Un sceau étrange, mystérieux,
Ainsi qu’une offrande céleste :
Dans une niche, pour un peu,
Il aurait fallu que tu restes.

Que cet amour dans l’au-delà
A l’amour ici-bas se fonde,
Et que sur tes joues n’aille pas
Le sang fougueux qui se débonde ;

Ainsi le marbre pourra mieux
Rehausser tes haillons lunaires,
Tes joues dénudées mais sans feu,
Bien que complices de la chair.

début 1914

***

Pesanteur et tendresse, vos signes sont les mêmes, ô sœurs.
La rose pesante est sucée par guêpes et abeilles.
L’homme agonise. Du sable reflue la chaleur,
Et sur de noirs brancards on emporte l’ancien soleil.

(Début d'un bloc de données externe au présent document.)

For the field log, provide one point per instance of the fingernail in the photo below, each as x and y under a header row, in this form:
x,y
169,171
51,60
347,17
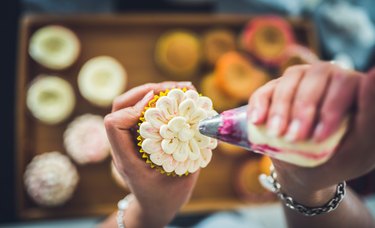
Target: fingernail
x,y
274,126
184,84
254,116
317,136
294,127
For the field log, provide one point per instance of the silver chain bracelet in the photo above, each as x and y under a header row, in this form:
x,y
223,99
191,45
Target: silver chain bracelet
x,y
270,183
122,206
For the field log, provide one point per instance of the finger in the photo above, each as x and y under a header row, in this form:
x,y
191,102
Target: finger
x,y
132,96
282,98
259,102
309,94
339,98
117,125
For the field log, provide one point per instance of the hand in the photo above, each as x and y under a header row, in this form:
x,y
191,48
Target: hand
x,y
310,101
158,197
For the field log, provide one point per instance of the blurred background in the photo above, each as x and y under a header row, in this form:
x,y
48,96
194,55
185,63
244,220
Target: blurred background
x,y
102,26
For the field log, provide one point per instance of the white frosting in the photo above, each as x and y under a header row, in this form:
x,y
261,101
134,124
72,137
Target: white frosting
x,y
85,139
50,179
307,153
171,135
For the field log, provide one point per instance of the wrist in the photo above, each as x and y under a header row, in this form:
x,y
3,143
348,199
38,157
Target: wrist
x,y
306,196
151,217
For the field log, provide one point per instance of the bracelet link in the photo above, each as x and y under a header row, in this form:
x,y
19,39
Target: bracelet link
x,y
270,183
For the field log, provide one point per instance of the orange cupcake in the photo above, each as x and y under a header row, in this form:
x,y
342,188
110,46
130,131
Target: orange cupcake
x,y
178,53
296,54
220,100
247,185
237,76
266,37
217,42
264,165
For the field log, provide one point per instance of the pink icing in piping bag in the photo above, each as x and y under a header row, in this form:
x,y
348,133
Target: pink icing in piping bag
x,y
232,127
229,126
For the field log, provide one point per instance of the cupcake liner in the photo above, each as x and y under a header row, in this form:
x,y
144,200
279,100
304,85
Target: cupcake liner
x,y
140,139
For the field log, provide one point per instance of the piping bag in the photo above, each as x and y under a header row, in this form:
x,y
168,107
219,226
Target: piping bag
x,y
232,126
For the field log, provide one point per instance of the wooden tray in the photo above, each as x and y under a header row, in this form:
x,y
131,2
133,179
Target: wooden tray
x,y
131,40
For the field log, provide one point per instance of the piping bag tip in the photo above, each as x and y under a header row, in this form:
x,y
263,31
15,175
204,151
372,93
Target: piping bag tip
x,y
229,126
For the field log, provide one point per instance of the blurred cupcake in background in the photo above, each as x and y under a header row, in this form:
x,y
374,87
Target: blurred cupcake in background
x,y
178,53
237,76
85,139
220,100
217,42
296,54
54,47
50,99
266,37
101,79
50,179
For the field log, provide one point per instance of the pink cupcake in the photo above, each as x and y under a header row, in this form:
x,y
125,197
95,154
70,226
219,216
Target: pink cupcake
x,y
50,179
85,139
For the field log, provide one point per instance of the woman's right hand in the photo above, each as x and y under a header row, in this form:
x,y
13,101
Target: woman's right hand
x,y
322,93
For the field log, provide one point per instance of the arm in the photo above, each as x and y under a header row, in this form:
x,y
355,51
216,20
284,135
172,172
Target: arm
x,y
317,97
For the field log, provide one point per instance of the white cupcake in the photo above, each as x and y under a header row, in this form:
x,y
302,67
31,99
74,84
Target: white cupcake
x,y
50,99
169,136
101,79
54,47
85,139
50,179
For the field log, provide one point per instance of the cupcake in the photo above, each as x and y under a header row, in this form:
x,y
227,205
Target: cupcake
x,y
247,185
265,164
54,47
237,76
119,180
178,53
217,42
169,137
50,99
266,37
85,139
101,79
296,54
220,100
50,179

Ah, lourds rayons de miel et tendres rets !
Plus légère est la pierre que ton nom sur mes lèvres.
Il ne me reste au monde qu’un souci désormais,
Un souci d’or : épuiser le fardeau du temps, sa fièvre.

L’air est trouble, je le bois comme une eau qui s’obscurcit.
On laboure le temps, et même la rose fut terre.
Dans un lent tourbillon les lourdes, tendres roses ainsi,
Les roses pesanteur et tendresse doublement se tressèrent.

1920

***

16 réflexions sur “Des poèmes d’amour d’Ossip Mandelstam

    1. Dans un moment de l’Histoire marqué par les grands bouleversements sociaux-politiques,dans le monde entier, en Russie Staline investi des pleins pouvoirs a continué tel qu’il avait commencé dans le banditisme mais en passant de petit loubard à chef de gang. Il est incroyable de voir comme cet être malfaisant a pu tromper le monde en bafouant son idéologie mais surtout en exterminant ceux qui savait à qui ils avaient à faire. Les poètes de ce mouvement le payèrent de leur vie.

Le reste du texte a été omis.